Egesi: I don’t have the bill but I know the purpose of the bill but the major objective of the bill is in order. What I do not like is the name. They should jettison the name NAMASA and still call it Nigerian National Maritime Authority.
DDH: You studied shipping at school and worked as an executor of maritime policy. Why do you think Nigerian shipping lines are failing, in the sense of longevity of operation and incapacity to compete well against their foreign counterparts?
Egesi: It’s partly to do with our perception of profit and dedication. The shipping industry is a long term returns industry. For as long as our people do not see it that way, they will have problems. I remember a certain shipping company in this country that was carrying very low quality cargo but having its ships completely filled, and when it fills it doesn’t make profit. I don’t want to name names. Also, they asphyxiated the cargo reservation policy in this country, it was, meant to help. But our people, immediately the shipping policy was put in place, started selling their ships, the few that they had. And latched on the process of collecting the cargo allocations, they had already gotten themselves ‘national carriers’ (status). What they did was to collect the cargo allocations and sell it to the foreigners. You and I looking at it now say ‘ah our shipping trade is falling’. Of course, it is falling because a businessman is doing business without cost. Why should he have a ship when somebody will give him commission? Are they really shipping people? You didn’t ask me why did I turn my back to shipping and now doing this (art business)? It is out of frustration. Because of the mentality of our people. They didn’t see shipping for what it is.
DDH: So that explains your veering into art?
Egesi: I have always loved art a lot. But it’s also to cool my mind from a kind of obfuscation or a road that leads nowhere. When I was removed, I thought that the government will be looking for me. (General laughter). Here was I being removed. I said what is happening? It’s either something is wrong with me or is wrong with the government. So that all of us do not go mental (mad), I decided to go into simple things of life. As an emphasis, they should allow DGs of NMA to do their jobs. And by all means, if you are giving CFR to other people, give CFR to them. It’s not an easy job. Look at the one there now, she is the one I am sure contributed to writing the cabotage law. The time span is almost like the one of the presidency. You must allow people to put foundation, study the places that are leaking…. Look if you play politics with the future of shipping, you are playing politics with the future of Nigeria.
DDH: Tell us a little of what you are doing in art, your movement to Awolowo Road (Ikoyi) and things like that?

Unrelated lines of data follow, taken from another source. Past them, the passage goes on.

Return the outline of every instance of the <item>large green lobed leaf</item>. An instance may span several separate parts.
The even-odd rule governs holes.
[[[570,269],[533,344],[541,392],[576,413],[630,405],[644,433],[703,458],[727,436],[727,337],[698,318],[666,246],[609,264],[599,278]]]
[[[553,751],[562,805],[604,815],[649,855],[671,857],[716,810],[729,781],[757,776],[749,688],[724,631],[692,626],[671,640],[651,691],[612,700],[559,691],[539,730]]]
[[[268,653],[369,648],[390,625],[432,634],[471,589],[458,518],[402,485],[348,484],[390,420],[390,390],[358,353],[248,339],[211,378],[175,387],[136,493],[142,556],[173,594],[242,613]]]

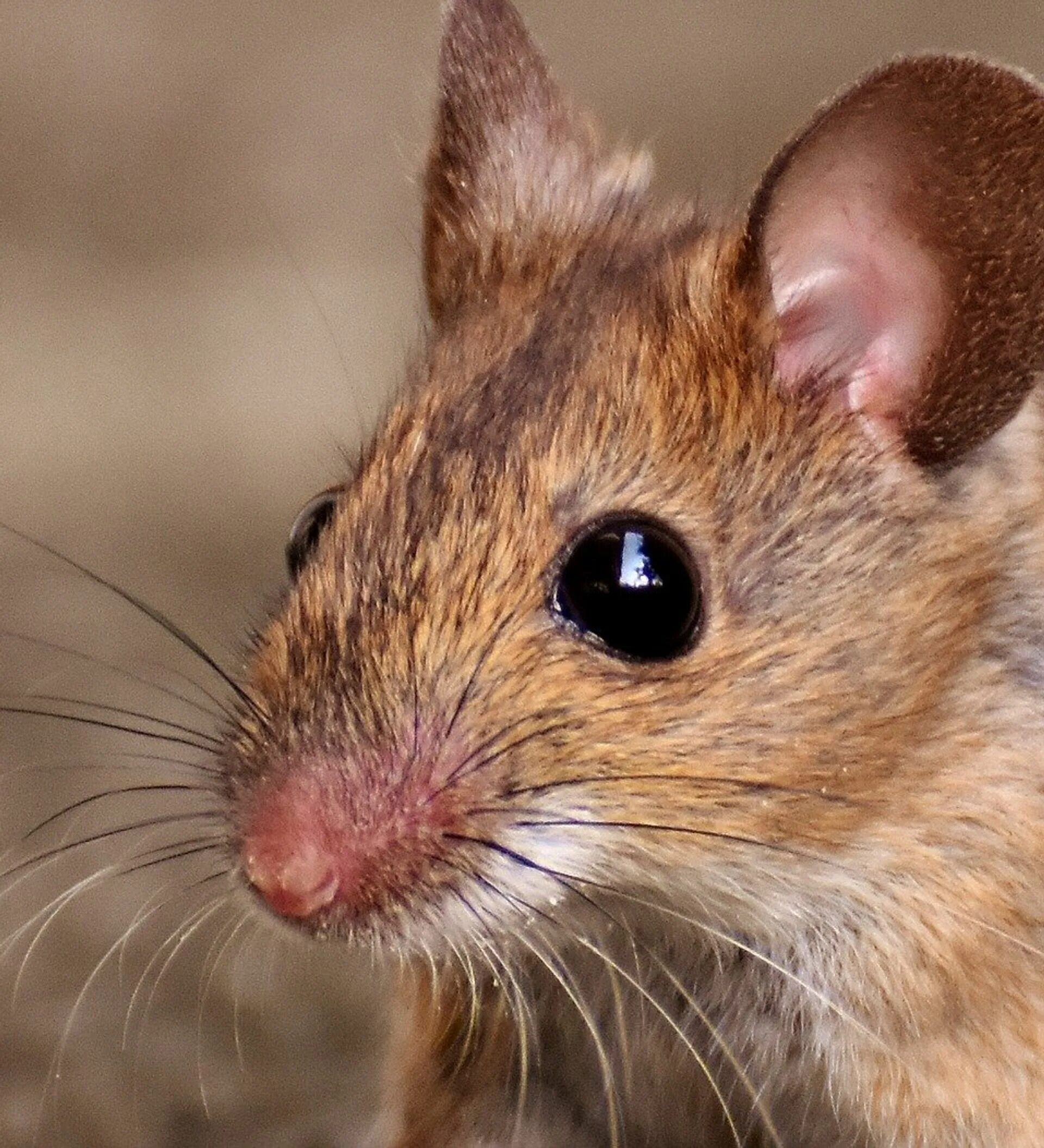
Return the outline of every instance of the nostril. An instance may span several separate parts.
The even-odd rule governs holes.
[[[250,884],[284,917],[310,917],[331,905],[338,893],[332,860],[308,841],[299,841],[285,853],[247,845],[243,869]]]

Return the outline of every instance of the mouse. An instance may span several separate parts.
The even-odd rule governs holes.
[[[401,967],[390,1148],[1042,1142],[1042,186],[914,56],[714,219],[446,6],[424,346],[215,751],[242,897]]]

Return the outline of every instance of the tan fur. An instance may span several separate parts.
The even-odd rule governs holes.
[[[1038,400],[988,441],[918,414],[907,455],[784,393],[751,265],[783,161],[747,227],[655,209],[626,165],[604,183],[505,3],[448,21],[438,321],[229,751],[240,833],[301,771],[351,827],[417,813],[365,920],[317,928],[440,970],[404,987],[397,1148],[1044,1142]],[[509,139],[566,141],[543,197],[532,168],[484,191],[531,161],[455,106],[490,91]],[[1023,278],[995,312],[965,294],[975,348],[1029,315],[1027,258],[998,256]],[[990,430],[1039,366],[1023,326]],[[918,465],[951,424],[950,470]],[[557,556],[612,510],[691,540],[690,653],[620,661],[550,616]]]

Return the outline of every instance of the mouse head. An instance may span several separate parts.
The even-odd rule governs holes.
[[[311,932],[682,884],[764,920],[927,783],[1022,497],[1044,100],[882,68],[734,228],[648,177],[506,0],[450,3],[427,347],[295,530],[226,753],[246,879]]]

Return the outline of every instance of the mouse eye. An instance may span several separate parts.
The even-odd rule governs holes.
[[[291,527],[289,542],[286,544],[286,565],[291,577],[296,577],[316,549],[319,535],[326,529],[337,510],[338,490],[324,490],[304,504],[301,513]]]
[[[699,572],[685,544],[644,519],[606,519],[558,572],[551,608],[612,653],[658,661],[682,653],[699,626]]]

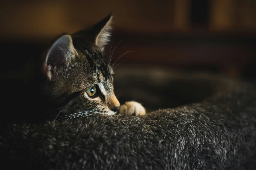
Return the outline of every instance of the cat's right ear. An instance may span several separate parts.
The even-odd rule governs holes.
[[[53,43],[44,55],[43,74],[51,80],[60,67],[68,66],[77,52],[69,35],[60,36]],[[46,54],[46,53],[45,53]]]

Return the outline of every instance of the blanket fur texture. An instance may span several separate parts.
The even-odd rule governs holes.
[[[126,80],[118,75],[117,83],[130,82],[129,75],[120,73]],[[178,80],[181,85],[198,82],[200,87],[203,80],[214,90],[200,102],[143,117],[98,115],[75,121],[9,124],[1,127],[0,149],[5,158],[2,166],[49,170],[231,169],[255,153],[253,86],[214,76],[160,74],[156,76],[159,84],[162,78]],[[137,75],[146,79],[146,75],[152,76]]]

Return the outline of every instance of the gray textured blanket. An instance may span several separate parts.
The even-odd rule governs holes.
[[[155,71],[117,71],[117,95],[134,94],[139,102],[147,98],[152,109],[159,103],[175,108],[145,117],[10,124],[0,138],[2,163],[46,169],[228,169],[255,153],[253,87],[213,75]],[[150,86],[156,91],[144,96]],[[158,98],[162,93],[164,97]],[[188,104],[175,107],[185,104],[175,103],[176,96]]]

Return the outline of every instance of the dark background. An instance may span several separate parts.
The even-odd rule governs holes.
[[[112,12],[113,38],[106,54],[112,56],[114,67],[157,65],[245,78],[256,84],[255,0],[6,1],[0,2],[1,80],[29,77],[34,65],[28,61],[39,48],[62,33],[88,28]],[[13,82],[14,92],[23,90]],[[2,96],[8,92],[5,87],[0,85]],[[166,93],[164,90],[161,92]],[[185,104],[177,101],[177,96],[174,107]],[[17,103],[13,97],[10,101]],[[152,99],[149,106],[154,106],[155,99]],[[247,165],[254,167],[255,161]]]
[[[112,12],[113,38],[107,57],[111,44],[112,54],[121,40],[112,63],[136,51],[116,65],[153,64],[254,78],[255,1],[86,1],[0,2],[1,77],[20,76],[14,71],[26,70],[26,61],[41,45],[62,33],[88,28]]]

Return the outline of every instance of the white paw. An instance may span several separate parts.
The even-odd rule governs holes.
[[[146,110],[141,104],[136,102],[126,102],[120,106],[118,113],[121,115],[142,116],[146,115]]]

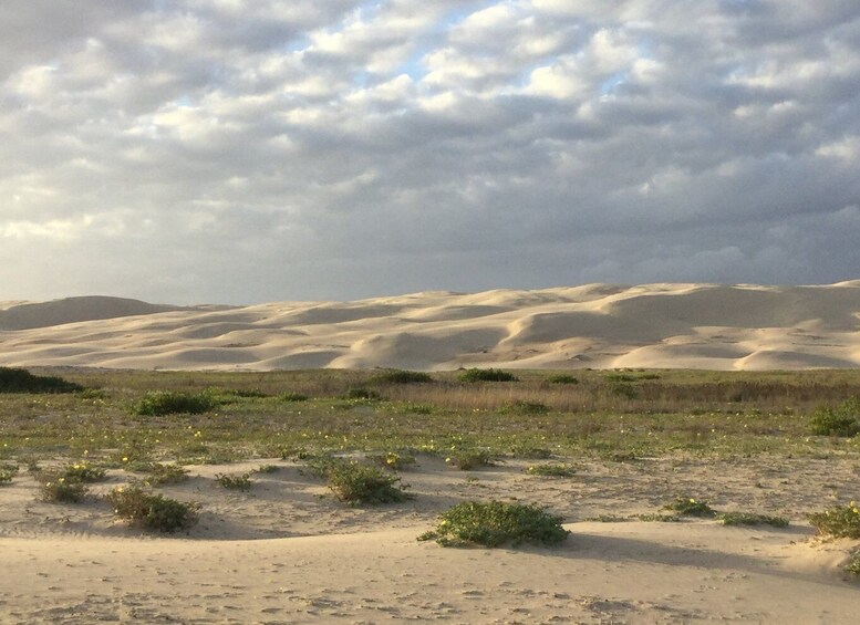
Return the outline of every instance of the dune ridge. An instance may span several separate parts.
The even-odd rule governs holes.
[[[860,363],[860,281],[587,284],[352,302],[0,304],[0,364],[108,368],[796,369]]]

Egesi: Our business was getting a bit constrained. Like that machine, (pointing to a longish machine lying on one side of the room) it’s one of the first digital printers in this country. It’s a colour span; it prints digital expansion, transparencies and things like that. So the place was becoming a little constrained for us. We have done the first six and half years. We came back to re-strategise and reformulate where we are going. We are into photography, frames, special dry-mounting. We have changed the face of dry-mounting. Dry-mounting of photographs is instead of putting glass, there is a special seal that we put on our special boards so that it remains for 300 years. The ones that you see in your houses the faces disappear after 5 or 7 years because the wood acid will just eat into it. So we want to change the face of photography. In my retirement, I want to help in the shipping industry, to be a supporting hand. I have been invited by the Nigerian Institute of Shipping which I think is the best place to be. I felt that we could contribute a lot to the shipping industry.